The Cooperator New York | By A.J. Sidransky
Online services have revolutionized everything – but especially shopping. Virtually anything you want is now at your fingertips, and virtually everything can be delivered. Online versions of every service, from food delivery to furniture to pharmaceuticals, can arrive at your door without you ever leaving the comfort of your bedroom.
Online services are revolutionizing the building service industry as well. Gone are the days of the post office box, when residents of non-doorman buildings had to rent an address at the local post office to receive packages, or have everything sent to their office, then had to drag it all home on a crowded subway packed with irritable commuters. Services such as Butterfly MX, Academy Makilbox, Cyberdoorman, and Virtual Doorman, just to name a few, are making life easier for residents of limited service buildings.
How Does it Work?
Obviously, having near-anonymous personnel coming and going in residential buildings requires a great deal of thought – not only to logistics, but also to security.
For most delivery systems, security is provided through a web based information management platform that streamlines communications between residents, building managers, and a command center in the form of an interactive web portal. The main entry point to a client building is equipped with an alarmed card-access lock, a two way audio communication module and a video camera, which in turn is connected to a digital video recorder (DVR).
Whenever a package arrives, the delivery person initiates a contact with the command center through the portal. The courier is instructed to go to a storage room, also under electronic surveillance. The command center unlocks the door to the storage room and verifies that the courier leaves the package and doesn’t take anything from the package locker. The courier is monitored until he or she has left the building, and the resident is notified of their delivery by the command center by phone, email or text, whichever they have chosen for notification that a package has arrived and can pick up the package when they arrive home. No muss, no fuss, no Christmas tip.
Some companies like provide users with an app for their smartphone that provides the user to opportunity to control their deliveries from anywhere. They can open and manage doors from any location. For example, according to their website, “ButterflyMX transforms any smartphone into a mobile video intercom system. Once the intercom has been installed in the building and the app has been downloaded, “Visitor calls from the intercom will come through the app as a video call wherever you are, so you can view the visitor before granting access to the building.” ButterflyMX’s system also provides for virtual keys, messaging options, and digital timestamps. These systems cost between $5,000 and about $7,000 to install, depending on specifications, building size, and other variables.
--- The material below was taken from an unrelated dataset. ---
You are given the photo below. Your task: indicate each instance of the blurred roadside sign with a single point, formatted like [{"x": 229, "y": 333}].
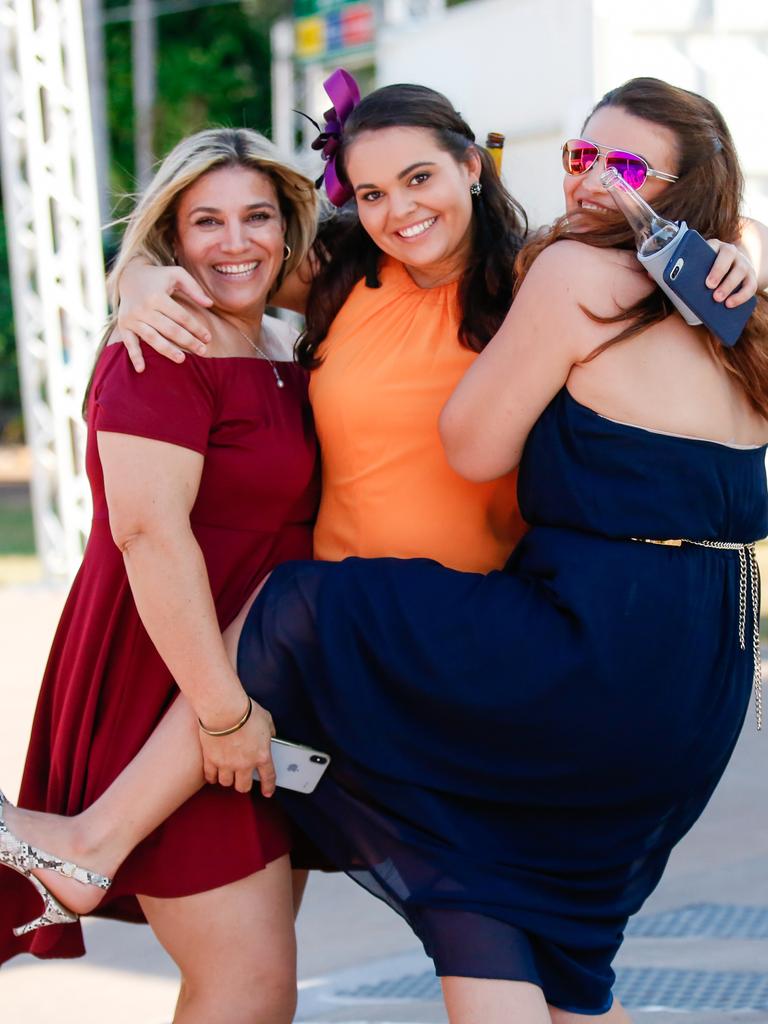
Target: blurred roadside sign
[{"x": 333, "y": 28}]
Greg Cohen, President of Impact Management, a co-op and condominium management firm with offices in Manhattan, Westchester and Long Island, says a number of their clients in limited service buildings are using these types of systems and describes yet another iteration. “I saw the concept a few years ago on Shark Tank. It’s called doorman.co. It doesn’t cost the co-op anything. The recipient has packages shipped to doorman.co, and they deliver the package to the resident at a more convenient time. The company delivers late into the evening. The user pays a small fee per package.”